Inspired by natural guide RNAs, which direct protein enzymes sequence-specifically to their targets by Watson-Crick base pairing, we developed ribozymes that covalently ligate bioorthogonal nucleotides to the 2’-OH group of a target nucleotide flanked by the Watson-Crick binding arms. We have shown that suitably derivatized antiviral nucleoside analogues can be repurposed as ribozyme substrates and allow site-specific labelling in the context of total cellular RNA.
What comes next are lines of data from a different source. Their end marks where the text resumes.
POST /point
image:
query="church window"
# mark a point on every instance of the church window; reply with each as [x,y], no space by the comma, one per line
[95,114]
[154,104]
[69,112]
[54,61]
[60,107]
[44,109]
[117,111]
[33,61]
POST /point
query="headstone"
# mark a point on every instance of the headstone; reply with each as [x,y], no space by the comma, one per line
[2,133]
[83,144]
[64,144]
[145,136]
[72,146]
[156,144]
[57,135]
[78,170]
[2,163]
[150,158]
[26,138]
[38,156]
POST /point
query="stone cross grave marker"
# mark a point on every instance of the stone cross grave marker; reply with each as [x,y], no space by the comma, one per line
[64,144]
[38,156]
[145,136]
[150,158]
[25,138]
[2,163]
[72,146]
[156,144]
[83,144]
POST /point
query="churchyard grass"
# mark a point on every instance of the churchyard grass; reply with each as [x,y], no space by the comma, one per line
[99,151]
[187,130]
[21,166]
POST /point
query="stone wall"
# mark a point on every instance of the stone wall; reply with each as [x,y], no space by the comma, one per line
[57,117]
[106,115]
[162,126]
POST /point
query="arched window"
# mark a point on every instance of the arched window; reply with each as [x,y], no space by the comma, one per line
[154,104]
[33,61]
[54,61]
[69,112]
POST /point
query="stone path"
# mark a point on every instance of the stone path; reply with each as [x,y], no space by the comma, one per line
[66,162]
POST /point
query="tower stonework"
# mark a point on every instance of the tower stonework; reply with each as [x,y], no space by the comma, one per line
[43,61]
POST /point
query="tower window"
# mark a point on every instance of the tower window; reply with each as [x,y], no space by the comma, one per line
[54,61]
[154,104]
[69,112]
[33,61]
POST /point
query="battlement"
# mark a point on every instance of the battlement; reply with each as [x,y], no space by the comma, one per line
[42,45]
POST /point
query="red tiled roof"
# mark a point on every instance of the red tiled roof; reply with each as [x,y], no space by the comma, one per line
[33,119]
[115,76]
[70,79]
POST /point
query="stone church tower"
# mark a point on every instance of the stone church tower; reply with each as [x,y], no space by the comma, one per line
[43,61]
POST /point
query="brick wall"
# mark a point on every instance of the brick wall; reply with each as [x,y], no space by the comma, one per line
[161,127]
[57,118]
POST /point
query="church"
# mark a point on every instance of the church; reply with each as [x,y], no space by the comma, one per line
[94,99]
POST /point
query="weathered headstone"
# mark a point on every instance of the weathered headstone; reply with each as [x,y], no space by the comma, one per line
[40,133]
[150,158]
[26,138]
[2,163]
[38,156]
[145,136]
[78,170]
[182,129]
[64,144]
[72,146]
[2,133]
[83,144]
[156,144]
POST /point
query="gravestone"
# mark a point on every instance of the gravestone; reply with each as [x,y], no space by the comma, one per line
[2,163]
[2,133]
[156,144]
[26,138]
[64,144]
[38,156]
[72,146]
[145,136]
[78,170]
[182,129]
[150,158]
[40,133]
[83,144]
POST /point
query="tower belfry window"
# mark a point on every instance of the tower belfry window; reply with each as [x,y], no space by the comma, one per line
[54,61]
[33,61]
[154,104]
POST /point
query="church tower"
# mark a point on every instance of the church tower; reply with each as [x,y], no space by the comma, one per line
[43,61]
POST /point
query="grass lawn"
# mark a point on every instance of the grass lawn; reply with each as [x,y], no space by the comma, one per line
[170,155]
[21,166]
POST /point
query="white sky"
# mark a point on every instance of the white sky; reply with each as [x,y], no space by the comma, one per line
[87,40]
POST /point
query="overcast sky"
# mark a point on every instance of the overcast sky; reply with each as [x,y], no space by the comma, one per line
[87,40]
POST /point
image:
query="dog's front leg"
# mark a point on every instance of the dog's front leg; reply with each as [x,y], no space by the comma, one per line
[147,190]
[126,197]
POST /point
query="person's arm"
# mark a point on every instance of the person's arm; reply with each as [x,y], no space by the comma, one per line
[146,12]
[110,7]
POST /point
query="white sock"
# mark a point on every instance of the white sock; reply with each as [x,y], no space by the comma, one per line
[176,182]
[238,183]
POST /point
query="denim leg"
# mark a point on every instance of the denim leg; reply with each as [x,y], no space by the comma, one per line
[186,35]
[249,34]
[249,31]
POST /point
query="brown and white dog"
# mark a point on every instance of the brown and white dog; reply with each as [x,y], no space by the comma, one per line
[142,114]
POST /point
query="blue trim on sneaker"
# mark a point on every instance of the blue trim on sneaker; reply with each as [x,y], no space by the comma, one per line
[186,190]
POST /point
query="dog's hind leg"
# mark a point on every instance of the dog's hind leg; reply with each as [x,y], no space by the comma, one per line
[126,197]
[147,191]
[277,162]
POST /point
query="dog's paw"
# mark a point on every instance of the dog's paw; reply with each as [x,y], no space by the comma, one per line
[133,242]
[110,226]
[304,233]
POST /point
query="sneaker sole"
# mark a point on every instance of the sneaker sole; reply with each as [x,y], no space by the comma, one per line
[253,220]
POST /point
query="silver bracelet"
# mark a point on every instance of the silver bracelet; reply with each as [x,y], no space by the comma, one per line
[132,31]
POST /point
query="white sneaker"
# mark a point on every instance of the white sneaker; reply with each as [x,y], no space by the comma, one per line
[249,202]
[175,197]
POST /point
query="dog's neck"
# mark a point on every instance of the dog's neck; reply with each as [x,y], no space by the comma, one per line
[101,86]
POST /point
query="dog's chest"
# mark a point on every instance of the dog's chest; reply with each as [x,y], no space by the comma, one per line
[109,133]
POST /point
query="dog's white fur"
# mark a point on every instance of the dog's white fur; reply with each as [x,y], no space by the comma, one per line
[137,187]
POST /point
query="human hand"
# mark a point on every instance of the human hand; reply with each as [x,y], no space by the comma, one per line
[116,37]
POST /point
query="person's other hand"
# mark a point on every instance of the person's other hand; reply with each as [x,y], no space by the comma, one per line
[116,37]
Publications on this topic:

M. Ghaem Maghami, C.P.M. Scheitl, C. Höbartner,Direct in vitro selection of trans-acting ribozymes for posttranscriptional, site-specific, and covalent fluorescent labeling of RNA J. Am. Chem. Soc. 2019, 141, 19546-19549.

M. Ghaem Maghami, S. Dey, A.-K. Lenz, C. Höbartner, Repurposing antiviral drugs for orthogonal RNA‐catalyzed labeling of RNA Angew. Chem. Int. Ed. 2020, 59, 9335–9339. Angew. Chem.  2020, 132, 9421-9425.